We find precisely the same problematic at the heart of the question of political authority. The separation of Church and State is a political expression of the resolution – by divorce – of the philosophic-religious crisis that Galileo experienced at the scientific level. A distinction is made between practices and powers in both spheres (the scientific and the political). Whilst the Church and faith determine and recognize authority from the top (God, Revelation, the clergy), it is imperative to recognize another authority that emerges from below, from the scientific observation and analysis of the real, from critical debate and from the plural negotiations required by science, philosophy and politics. The principle of distinction is basic, and the divorce is both multidimensional and global. When asked about the separation of Church and State and the distinction between religion and politics, some Muslim scholars and intellectuals reply that, as in Judaism, there is no Church in Islam, and that it is therefore impossible to separate the State from an entity that does not exist. They miss – or avoid – the point. The important point is whether or not there is a distinction between the realm of faith and that of rationality, between dogma and science, between the revealed truth and the rational truth that is negotiated. Islam, like the spiritualities that came before it, like Hinduism and Buddhism and, in even more explicit terms, Judaism, establishes (through the work of its scholars and classical philosophers) an implicit distinction between these realms and an explicit categorization of the methodologies that establish the distinction between spheres and authorities.

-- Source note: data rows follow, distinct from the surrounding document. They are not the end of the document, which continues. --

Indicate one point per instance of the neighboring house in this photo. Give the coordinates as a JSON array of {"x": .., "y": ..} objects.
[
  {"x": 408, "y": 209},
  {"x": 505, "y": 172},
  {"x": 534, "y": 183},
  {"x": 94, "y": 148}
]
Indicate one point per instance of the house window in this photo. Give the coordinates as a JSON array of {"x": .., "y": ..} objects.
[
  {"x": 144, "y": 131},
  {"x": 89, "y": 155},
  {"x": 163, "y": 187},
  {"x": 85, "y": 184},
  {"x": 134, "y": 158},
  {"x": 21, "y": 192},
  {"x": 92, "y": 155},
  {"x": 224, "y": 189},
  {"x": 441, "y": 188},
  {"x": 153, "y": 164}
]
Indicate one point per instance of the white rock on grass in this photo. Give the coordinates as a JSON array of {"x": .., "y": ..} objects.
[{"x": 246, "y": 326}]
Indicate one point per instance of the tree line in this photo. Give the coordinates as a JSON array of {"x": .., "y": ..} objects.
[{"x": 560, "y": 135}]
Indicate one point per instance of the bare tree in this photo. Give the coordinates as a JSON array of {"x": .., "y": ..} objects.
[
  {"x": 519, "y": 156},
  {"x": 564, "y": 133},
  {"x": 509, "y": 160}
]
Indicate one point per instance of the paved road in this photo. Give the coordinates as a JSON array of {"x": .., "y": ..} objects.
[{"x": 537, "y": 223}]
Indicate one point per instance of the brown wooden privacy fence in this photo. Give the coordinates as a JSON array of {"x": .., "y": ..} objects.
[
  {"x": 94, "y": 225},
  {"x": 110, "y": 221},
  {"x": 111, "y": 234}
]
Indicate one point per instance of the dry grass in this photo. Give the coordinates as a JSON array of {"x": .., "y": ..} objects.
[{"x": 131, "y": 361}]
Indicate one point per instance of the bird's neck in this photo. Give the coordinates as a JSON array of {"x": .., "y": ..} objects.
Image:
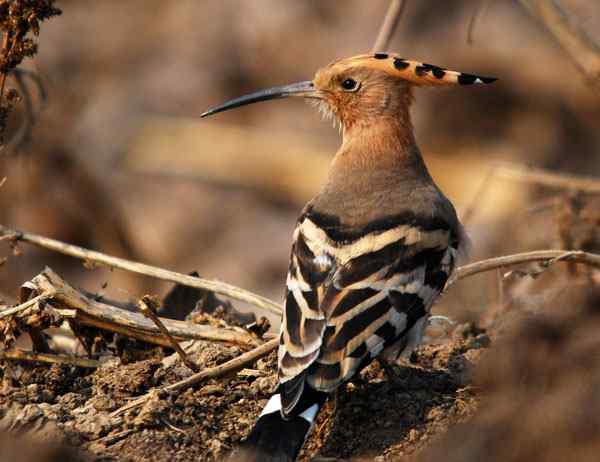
[
  {"x": 376, "y": 172},
  {"x": 384, "y": 147}
]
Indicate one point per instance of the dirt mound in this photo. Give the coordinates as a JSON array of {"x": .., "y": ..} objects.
[{"x": 524, "y": 388}]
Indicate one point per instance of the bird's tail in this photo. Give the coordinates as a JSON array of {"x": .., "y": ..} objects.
[{"x": 278, "y": 439}]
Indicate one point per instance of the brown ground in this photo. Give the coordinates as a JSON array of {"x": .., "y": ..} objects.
[
  {"x": 530, "y": 395},
  {"x": 524, "y": 388}
]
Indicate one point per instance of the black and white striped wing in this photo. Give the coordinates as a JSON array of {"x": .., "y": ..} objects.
[{"x": 355, "y": 294}]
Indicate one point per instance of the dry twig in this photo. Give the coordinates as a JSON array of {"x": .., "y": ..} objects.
[
  {"x": 146, "y": 307},
  {"x": 213, "y": 372},
  {"x": 388, "y": 27},
  {"x": 85, "y": 311},
  {"x": 24, "y": 355},
  {"x": 580, "y": 47},
  {"x": 217, "y": 287}
]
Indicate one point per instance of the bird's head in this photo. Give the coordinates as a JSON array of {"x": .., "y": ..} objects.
[{"x": 355, "y": 90}]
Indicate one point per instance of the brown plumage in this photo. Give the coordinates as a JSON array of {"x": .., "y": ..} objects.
[{"x": 371, "y": 252}]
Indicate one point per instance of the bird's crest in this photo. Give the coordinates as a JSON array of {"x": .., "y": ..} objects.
[{"x": 415, "y": 72}]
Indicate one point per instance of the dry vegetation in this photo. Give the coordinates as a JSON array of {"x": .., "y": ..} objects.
[{"x": 92, "y": 368}]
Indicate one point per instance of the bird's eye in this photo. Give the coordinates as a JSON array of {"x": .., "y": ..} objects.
[{"x": 349, "y": 84}]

And besides, both the oldest spiritual and religious traditions and the most modern philosophies and ideologies have always tried to avoid two extreme solutions: confusing the realm of faith (and sometimes that of philosophy and belief) with that of scientific reasons to such an extent as to stifle and muzzle reason in the name of a meaning or system that is determined a priori, and divorcing the two realms to such an extent that the autonomy of analytic and technical reason, and its scientific and/or political logic, had nothing to say about questions about meaning, ethics and finalities. We have encountered the quest for meaning, and then the quest for the universal. We now encounter the quest for harmony.